Hollywood actor-director George Clooney has called for stolen artworks to be returned to their rightful owners, adding many works looted by the Nazis are still unaccounted for.

“There is a lot of art that is still missing,” Clooney said during a press conference on Saturday at Berlin’s Berlinale Film Festival, which marks the European launch of his new film The Monuments Men.

The film – directed, co-written and starring Clooney – is based on the true story of a special US military unit charged with tracking down and protecting art during the World War II.

“It’s a story that is going to keep coming up,” Clooney said.

The film also stars Cate Blanchett as a French art expert, Matt Damon as an art restorer and John Goodman as a sculptor and Bill Murray as an architect.

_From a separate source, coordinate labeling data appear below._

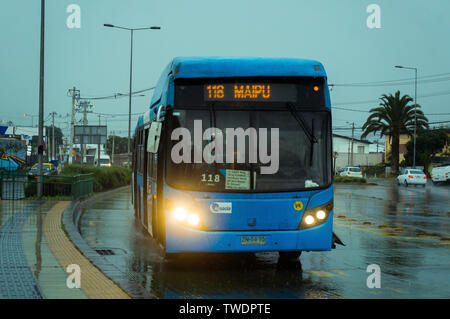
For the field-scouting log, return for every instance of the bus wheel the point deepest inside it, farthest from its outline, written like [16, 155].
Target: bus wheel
[289, 255]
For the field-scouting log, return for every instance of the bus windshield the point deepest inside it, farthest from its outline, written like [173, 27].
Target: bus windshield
[303, 163]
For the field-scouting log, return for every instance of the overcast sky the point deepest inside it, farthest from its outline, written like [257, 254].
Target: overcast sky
[95, 59]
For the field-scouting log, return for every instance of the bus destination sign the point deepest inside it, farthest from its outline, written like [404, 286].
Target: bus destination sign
[250, 92]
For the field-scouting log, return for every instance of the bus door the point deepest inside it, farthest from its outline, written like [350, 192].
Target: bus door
[152, 164]
[145, 189]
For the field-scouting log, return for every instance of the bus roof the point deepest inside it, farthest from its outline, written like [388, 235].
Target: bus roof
[218, 67]
[213, 67]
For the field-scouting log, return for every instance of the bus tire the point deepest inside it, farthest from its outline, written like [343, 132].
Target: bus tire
[289, 255]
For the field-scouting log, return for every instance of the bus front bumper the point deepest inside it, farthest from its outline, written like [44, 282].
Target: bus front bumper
[183, 239]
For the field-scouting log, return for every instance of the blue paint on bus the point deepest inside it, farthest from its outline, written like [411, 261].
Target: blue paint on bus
[244, 221]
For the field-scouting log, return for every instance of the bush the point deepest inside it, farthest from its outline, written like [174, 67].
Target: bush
[346, 179]
[105, 178]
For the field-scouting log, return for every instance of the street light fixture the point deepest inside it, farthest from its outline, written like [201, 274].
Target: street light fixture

Blanchett’s character was based on Rose Valland, a woman who secretly kept records of the artworks stolen and shipped out of France by the Nazis at great personal risk.

In his comments, Clooney also backed Greece’s long-running campaign to retrieve antiquities looted by the Brits – notably the priceless Elgin Marbles currently on display in the British Museum.

“I think (Greece) has a good case to make,” said Clooney.

“It would be a very fair and nice thing to happen.”

Clooney is featured in The Monuments Men as Frank Stokes, a bespectacled art historian who leads a mission to shield Europe’s great works of art – not just from Hitler, but also from allied bombing and advancing Soviet forces.

Many of the works in question were earmarked for Hitler’s planned Fuehrer Museum and the private collections of top Nazis like Hermann Goering.

“For the first time the victors did not keep the spoils,” said Clooney.

“It is the kind film that I grew up with,” Clooney said, referencing other major war movies such as The Guns of Navarone and The Great Escape.

The Monuments Men is being screened at the Berlinale out of competition. It is Clooney’s fifth feature film as director.

The film’s release in Europe is particularly timely. It comes only months after the sensational find of more than 1,400 modern classics in a Munich apartment owned by the son of a prominent Nazi art dealer.